David Adam

Sunday Conversation with Cladine Douglas

Cladine Douglas was photographed for the Sunday Conversation Friday, May 12, 2017, in her Quincy home. | H-W Photo/Phil Carlson
Phil Carlson1|
By Herald-Whig
Posted: May. 13, 2017 10:20 pm Updated: May. 13, 2017 11:54 pm

Call her the "first mom" of the Quincy High School boys basketball program.

Cladine Douglas and her husband, Melvin, had 10 children -- Jani (McBride), Jerry, Melva (Hamilton), Carl, Diana (Parks), Darrell, Ken, Keith, Bruce and Dennis. Six of her sons played for the Blue Devils, but her daughters never got a chance because QHS didn't offer sports for girls when they were in school. She's also had seven grandchildren play for QHS, and her grandson, Andy, now coaches the Blue Devils.

Cladine is recovering at home from recent shoulder surgery, which means her children are taking their turns keeping an eye on her. She promises she will attend Mother's Day services at her church on Sunday.

So how many grandchildren do you have now?

You don't want to ask me that. Everybody asks me. I've got five generations. I have no idea. I've got three more coming in the next few months. My mother passed. She was 105, and she was at Good Samaritan. There was a big celebration. We counted them up. There's been more since Mom died. I know I've got more than 100.

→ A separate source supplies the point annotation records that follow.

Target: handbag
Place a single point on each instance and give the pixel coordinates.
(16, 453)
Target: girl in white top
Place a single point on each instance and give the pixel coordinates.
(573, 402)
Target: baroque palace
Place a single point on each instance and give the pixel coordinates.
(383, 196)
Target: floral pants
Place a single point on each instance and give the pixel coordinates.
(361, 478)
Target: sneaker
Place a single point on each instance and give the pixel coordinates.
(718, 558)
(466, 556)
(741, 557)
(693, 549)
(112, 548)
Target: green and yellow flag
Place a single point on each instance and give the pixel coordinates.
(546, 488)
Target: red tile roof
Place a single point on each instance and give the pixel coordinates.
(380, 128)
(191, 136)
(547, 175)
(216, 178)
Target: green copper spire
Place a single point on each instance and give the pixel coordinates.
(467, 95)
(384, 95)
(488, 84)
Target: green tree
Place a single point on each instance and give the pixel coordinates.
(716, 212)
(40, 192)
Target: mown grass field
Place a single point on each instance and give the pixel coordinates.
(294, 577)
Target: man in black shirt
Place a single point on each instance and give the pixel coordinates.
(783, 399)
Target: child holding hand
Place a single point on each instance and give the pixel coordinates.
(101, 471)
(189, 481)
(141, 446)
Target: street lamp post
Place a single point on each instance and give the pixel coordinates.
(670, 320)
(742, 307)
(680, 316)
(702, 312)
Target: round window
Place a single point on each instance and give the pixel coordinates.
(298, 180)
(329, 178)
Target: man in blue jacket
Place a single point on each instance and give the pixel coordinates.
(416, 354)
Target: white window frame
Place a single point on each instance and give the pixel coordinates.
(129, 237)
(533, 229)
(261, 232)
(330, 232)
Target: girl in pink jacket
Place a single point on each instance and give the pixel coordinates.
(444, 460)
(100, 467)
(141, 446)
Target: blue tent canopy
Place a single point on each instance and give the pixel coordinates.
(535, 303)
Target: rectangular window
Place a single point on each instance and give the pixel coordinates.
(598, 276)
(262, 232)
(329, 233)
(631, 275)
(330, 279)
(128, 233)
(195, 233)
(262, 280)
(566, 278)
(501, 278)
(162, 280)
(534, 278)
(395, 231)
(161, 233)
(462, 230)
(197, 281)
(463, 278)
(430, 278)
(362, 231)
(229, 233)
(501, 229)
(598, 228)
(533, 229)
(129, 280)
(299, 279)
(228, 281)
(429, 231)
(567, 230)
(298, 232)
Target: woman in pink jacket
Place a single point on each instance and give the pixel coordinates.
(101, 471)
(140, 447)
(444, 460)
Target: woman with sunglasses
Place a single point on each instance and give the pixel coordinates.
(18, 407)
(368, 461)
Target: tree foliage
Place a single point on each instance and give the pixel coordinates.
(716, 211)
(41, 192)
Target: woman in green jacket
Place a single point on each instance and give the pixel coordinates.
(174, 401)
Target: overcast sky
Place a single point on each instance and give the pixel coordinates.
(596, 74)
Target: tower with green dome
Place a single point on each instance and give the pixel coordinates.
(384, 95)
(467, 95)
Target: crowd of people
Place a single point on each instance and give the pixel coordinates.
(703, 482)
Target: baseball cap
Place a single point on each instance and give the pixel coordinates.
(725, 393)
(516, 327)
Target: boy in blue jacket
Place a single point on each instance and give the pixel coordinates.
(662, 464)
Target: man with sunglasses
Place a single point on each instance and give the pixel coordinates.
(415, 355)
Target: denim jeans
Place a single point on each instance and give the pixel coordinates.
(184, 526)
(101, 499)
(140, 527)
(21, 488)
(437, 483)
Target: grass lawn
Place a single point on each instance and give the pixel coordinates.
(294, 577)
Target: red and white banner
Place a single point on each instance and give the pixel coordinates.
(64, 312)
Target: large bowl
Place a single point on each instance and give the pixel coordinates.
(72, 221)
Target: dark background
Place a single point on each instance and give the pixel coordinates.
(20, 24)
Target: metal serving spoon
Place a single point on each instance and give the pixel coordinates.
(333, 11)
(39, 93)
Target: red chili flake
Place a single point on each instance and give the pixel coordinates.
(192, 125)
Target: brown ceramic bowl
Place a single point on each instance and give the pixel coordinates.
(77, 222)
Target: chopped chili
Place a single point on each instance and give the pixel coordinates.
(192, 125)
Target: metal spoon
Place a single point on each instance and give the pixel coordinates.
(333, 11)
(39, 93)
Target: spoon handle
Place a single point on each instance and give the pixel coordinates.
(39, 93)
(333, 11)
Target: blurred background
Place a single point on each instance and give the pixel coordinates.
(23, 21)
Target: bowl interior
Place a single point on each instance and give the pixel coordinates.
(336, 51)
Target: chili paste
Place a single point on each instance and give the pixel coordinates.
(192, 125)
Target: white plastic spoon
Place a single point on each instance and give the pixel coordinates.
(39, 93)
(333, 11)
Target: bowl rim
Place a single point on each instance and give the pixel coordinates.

When did you and Melvin get married?

In 1952. He's been dead 38 years. He died at the Knapheide picnic. July 28, 1979. He had a massive heart attack. It was the company picnic, and he was in charge of it that year on July 4. It was one of the hottest days of the year. They called the ambulance. We were sitting at the bingo table. He had been throwing horseshoes. Knappy (Harold Knapheide) always had one of his employees in charge of the picnic, and it was Melvin's day.

How did you meet Melvin?

We met at my twin sister's wedding in Canton, Mo. He knew my twin sister's husband. He was his guest. That's how I met him. Canton was my hometown. I had to ride 42 miles every day to go to high school. We couldn't go to high school in Canton. My best friends lived next door in Canton, and the high school and grade school was a half a block away, but at that time, Missouri was one of the last states to integrate, so we went to Douglass School. The only way to go to high school was to take that school bus. We got up a 5:30 in the morning to get on that bus. We rode to Hannibal, and we picked up all those little towns. That's the way it was then. All the students went first grade to eighth. I always helped with the younger children. You had one teacher. Every one of us helped. Otherwise, you had to wear the dunce cap and sit in the corner. Thank God I never had to wear that. There were a couple who were always there.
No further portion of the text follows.